2診目の時でした。鍼灸治療の時に患者の訴えていた「肩が痛くて上がらない」症状に鍼をした時に「過剰な響きと、鍼に感ずる重く粘りつく異常な抵抗感」を覚えました。
「右肩には何か器質的な異常がある」と察した私は、2診察目の直後に「ちょっとこれは、肩はもう一回、精密検査した方が良いかもね」と、MRIでの精密検査をお願いしました。
しかし思いの外、治りが良かったこともあり、検査をしなくてもいいとの判断がされました。結果として3カ月間、精密検査をしてもらえない状況が続きました。
確かに良くなっている。全体的にも、右肩的にも。ただ、依然として「エグみのある響き」は残っている。感覚的だから伝えられない。しかし、患者も感じる、治りきれない一部があることを。
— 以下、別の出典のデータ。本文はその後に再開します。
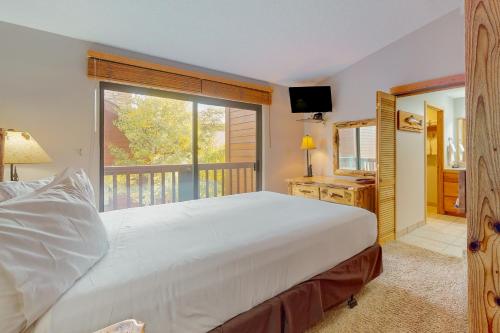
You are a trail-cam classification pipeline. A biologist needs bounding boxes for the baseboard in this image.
[396,221,425,239]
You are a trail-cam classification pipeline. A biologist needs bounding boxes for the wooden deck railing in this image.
[104,162,256,210]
患者には、やはり腱板断裂か靭帯が痛んでいる可能性を示唆した。医師に見せて欲しいからと、目的に適う図とコメント入りの書類を渡し、どうか検査をしてもらえるようにお願いした。その結果は…
「もっと早く、強く、催促しておけば良かった」
MRIで検査したところ、やはり、右肩の腱板が断裂していました。
断裂部の接合が必要なため、手術の日程が早々に決まりました。
書類面では幸いに、当初は「左手首の骨折と全身打撲」の診断名でしたが、今回の検査結果を受けて、「左手首の骨折と全身打撲および右肩腱板断裂」に変更となりました。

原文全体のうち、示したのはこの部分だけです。